The stakes are higher than ever. Suicide rates among black children have risen faster than any other racial or ethnic group over the past two decades. Many Black children’s earliest experiences with our modern healthcare system were marked by racism, microaggression, a lack of cultural understanding, limited trauma-informed care resources, and fear, particularly after the death of George Floyd on May 25, 2020. These experiences are compounded by historical inequalities in healthcare have put black children at higher risk for depression, anxiety and stress.
There is a lifeline for black children: access to mental health services is one of the top predictors of suicide risk, according to the World Health Organization. But a multitude of barriers stand between black children and the care they desperately need. These barriers include poverty, food insecurity and discrimination against families seeking quality and equitable care. Additional factors that stand in the way are travel expenses or other restrictions, such as. B. the inability of a parent or caregiver to miss work for their child’s appointments.
In addition, telemedicine has proven to be another factor of discrimination. Celebrated today for its easy access and reach, telemedicine is widely used in mental health care. However, recent research shows that rural families are less likely to use telemedicine for behavioral health needs. In many cases, large black populations live in rural areas where broadband service is unavailable and low-income families often cannot afford internet service.
As Chief Equity and Inclusion Officer at Children’s Mercy Kansas City, I am intimately familiar with the barriers many children and their families face in our community. Missouri has a higher rural population than most of the country, with about a third of the state’s residents living in rural areas.
I am also aware that our local care experience is a microcosm of the national one. Over the past two years, we have begun to break down these barriers through health equity-focused initiatives based on research and an understanding of our organization’s culture and systems. An example is the cross-cultural medical assessment of physicians and providers presented to our physicians and allied healthcare providers such as social workers, psychologists and advanced practice nurses. The assessment assessed the extent of our providers’ formal training in cross-cultural medicine, their opinions on health differences, and their self-assessed willingness to treat a variety of people – such as: Patients with limited English skills, deaf and hearing-impaired patients, and patients whose health preferences may be at odds with Western culture, potentially affecting treatment decisions. The assessment has helped us uncover areas in our healthcare system that need improvement, which will ultimately lead to better healthcare outcomes for our diverse patient population.

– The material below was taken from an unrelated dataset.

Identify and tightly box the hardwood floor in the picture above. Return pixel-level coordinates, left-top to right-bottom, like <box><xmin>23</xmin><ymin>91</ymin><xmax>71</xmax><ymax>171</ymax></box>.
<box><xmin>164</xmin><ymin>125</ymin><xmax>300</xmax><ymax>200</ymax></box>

As physicians and institutions alike organize to address a mental health crisis we have never seen before as providers, it is critical to continue with the context of how history, modern society structures and COVID have impacted black children in particular -19 Pandemic. We must not be afraid to look into our own systems to assess and identify equity gaps so we can get to the root of problems. Only then can we prepare to drive enterprise-wide change in our own institutions as well as in our communities. Together we have the opportunity, but above all the responsibility, to serve and protect our Black children.